Collection: Negusse Debela | Ethiopia
Negusse Debela used to sell computer parts. He built a solid business doing it, one that had nothing to do with coffee at all. Then he took a trip to Minnesota, sat down at a café, and ordered a pour-over. That one cup rerouted his life. He came home to Ethiopia and spent months touring processing sites across the south, learning the farming and the fermentation tanks and everything in between, until he had enough to start his own company. He founded SNAP Specialty Coffee in 2008, aiming to build one of the highest quality export operations in the country.
SNAP's first site sits in Worka Chelbessa, a kebele that was already turning heads among specialty buyers by the time Negusse arrived in 2017. Two years later he expanded again, buying a second station a few kilometers away in a sub area called Danche. Both run the traditional Ethiopian process, cherries submerged fully underwater for 36 to 48 hours, sometimes longer, breaking down the mucilage before the parchment ever sees a raised bed.

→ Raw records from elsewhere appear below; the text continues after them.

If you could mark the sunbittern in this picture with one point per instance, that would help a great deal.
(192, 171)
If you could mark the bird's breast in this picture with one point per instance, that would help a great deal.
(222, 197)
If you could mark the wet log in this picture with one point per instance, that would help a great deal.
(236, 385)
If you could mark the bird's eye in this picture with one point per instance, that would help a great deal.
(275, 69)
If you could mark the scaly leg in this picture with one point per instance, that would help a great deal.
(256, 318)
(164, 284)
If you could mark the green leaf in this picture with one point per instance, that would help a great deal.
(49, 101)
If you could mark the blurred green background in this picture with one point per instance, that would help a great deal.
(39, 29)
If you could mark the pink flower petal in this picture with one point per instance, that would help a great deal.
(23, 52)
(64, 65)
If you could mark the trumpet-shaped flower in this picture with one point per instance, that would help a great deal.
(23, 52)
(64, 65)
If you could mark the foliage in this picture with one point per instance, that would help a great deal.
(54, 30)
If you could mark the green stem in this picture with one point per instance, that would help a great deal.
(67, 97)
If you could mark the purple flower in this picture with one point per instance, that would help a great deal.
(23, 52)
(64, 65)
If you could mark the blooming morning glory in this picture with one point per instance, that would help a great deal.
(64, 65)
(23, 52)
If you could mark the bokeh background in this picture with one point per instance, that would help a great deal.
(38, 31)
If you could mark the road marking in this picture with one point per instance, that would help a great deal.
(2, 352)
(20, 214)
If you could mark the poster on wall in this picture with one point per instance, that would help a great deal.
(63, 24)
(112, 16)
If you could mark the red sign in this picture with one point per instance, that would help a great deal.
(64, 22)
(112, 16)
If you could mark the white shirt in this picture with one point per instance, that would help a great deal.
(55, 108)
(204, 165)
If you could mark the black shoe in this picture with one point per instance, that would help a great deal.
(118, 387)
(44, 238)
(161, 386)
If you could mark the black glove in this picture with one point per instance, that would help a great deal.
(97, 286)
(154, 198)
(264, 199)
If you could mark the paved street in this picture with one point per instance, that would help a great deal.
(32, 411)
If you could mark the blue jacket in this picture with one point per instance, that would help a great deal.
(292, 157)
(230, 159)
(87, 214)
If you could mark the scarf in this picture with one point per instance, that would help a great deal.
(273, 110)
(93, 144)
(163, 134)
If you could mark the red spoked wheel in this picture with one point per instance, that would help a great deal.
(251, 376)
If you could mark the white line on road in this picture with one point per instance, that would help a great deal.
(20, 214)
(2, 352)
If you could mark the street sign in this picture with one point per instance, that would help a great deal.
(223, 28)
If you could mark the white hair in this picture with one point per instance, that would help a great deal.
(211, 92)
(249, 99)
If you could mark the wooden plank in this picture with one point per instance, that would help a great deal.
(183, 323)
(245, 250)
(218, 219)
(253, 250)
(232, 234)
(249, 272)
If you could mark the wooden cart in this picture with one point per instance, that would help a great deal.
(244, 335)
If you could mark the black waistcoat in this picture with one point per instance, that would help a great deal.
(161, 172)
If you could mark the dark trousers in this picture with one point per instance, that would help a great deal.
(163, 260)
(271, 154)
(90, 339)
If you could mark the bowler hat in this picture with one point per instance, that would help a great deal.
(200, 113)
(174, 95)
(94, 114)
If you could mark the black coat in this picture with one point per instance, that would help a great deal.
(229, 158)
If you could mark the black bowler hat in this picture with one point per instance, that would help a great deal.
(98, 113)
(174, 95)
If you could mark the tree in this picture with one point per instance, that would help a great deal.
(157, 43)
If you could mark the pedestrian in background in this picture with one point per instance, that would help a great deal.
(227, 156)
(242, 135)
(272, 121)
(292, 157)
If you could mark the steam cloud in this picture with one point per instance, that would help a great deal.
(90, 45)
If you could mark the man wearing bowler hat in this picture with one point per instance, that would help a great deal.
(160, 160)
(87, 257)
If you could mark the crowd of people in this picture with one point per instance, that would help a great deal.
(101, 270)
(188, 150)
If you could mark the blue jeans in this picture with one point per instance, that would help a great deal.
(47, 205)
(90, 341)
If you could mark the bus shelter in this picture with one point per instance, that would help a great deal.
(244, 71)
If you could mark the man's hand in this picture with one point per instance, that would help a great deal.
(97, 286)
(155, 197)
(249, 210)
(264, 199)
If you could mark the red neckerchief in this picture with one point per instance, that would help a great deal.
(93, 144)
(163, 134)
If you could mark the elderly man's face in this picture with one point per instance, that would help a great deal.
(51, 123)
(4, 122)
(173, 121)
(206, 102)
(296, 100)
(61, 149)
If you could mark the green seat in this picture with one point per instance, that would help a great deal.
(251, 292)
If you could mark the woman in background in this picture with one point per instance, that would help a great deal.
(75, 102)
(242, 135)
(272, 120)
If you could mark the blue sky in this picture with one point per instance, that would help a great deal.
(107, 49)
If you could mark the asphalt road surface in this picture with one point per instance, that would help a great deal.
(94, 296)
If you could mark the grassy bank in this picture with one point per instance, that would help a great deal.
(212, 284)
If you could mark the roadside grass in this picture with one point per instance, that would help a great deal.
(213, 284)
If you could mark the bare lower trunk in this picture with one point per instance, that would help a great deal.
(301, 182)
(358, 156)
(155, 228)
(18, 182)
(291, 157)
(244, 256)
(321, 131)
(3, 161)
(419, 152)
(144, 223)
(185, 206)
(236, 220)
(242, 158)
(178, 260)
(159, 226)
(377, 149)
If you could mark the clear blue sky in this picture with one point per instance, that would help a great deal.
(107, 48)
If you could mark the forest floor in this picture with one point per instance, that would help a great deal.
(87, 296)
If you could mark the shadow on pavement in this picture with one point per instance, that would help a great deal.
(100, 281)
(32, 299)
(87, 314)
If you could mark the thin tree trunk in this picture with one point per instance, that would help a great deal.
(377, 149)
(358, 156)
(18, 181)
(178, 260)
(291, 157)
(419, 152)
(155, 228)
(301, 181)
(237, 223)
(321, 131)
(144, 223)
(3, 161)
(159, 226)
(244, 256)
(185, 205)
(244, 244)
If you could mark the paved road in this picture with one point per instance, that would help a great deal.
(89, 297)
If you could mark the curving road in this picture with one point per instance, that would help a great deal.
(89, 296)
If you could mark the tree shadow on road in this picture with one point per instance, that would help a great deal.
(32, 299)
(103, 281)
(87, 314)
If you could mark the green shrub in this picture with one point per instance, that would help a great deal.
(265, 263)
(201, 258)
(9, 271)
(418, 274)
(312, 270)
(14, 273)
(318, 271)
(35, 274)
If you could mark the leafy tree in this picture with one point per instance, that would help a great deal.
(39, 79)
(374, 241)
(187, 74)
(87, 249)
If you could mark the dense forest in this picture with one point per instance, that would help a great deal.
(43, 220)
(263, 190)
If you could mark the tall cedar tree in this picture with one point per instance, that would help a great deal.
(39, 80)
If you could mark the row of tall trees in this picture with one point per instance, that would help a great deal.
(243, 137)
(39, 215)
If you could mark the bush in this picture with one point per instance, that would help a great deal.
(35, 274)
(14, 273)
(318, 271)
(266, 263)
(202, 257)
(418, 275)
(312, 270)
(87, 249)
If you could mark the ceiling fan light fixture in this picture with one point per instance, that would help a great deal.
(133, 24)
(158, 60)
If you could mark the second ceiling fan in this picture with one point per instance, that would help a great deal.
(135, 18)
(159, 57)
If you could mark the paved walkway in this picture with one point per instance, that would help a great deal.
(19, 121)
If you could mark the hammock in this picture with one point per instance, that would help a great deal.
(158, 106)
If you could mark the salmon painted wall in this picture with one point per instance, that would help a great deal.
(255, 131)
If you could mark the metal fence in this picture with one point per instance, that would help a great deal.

The team has also experimented with dry fermentation, pulping first and letting the coffee sit without water for the same window. Either way, the coffee dries slow, 10 to 14 days up on the beds, which is where the floral lift and the citric snap in this cup come from.
Gedeb is the southernmost woreda in the Gedeo Zone, the greater area most people know by the name Yirgacheffe, a town that put washed Ethiopian coffee on the map decades ago. Coffee is younger here than in the northern parts of that zone. Most farms are only one or two generations into growing it, trees at 20 to 30 years old, plots averaging a modest 1.5 to 2 hectares tucked between 1900 and 2200 meters of elevation. It is not the oldest ground in Ethiopia. It just happens to produce some of the region's most sought-after lots, and Negusse built his company betting on it early.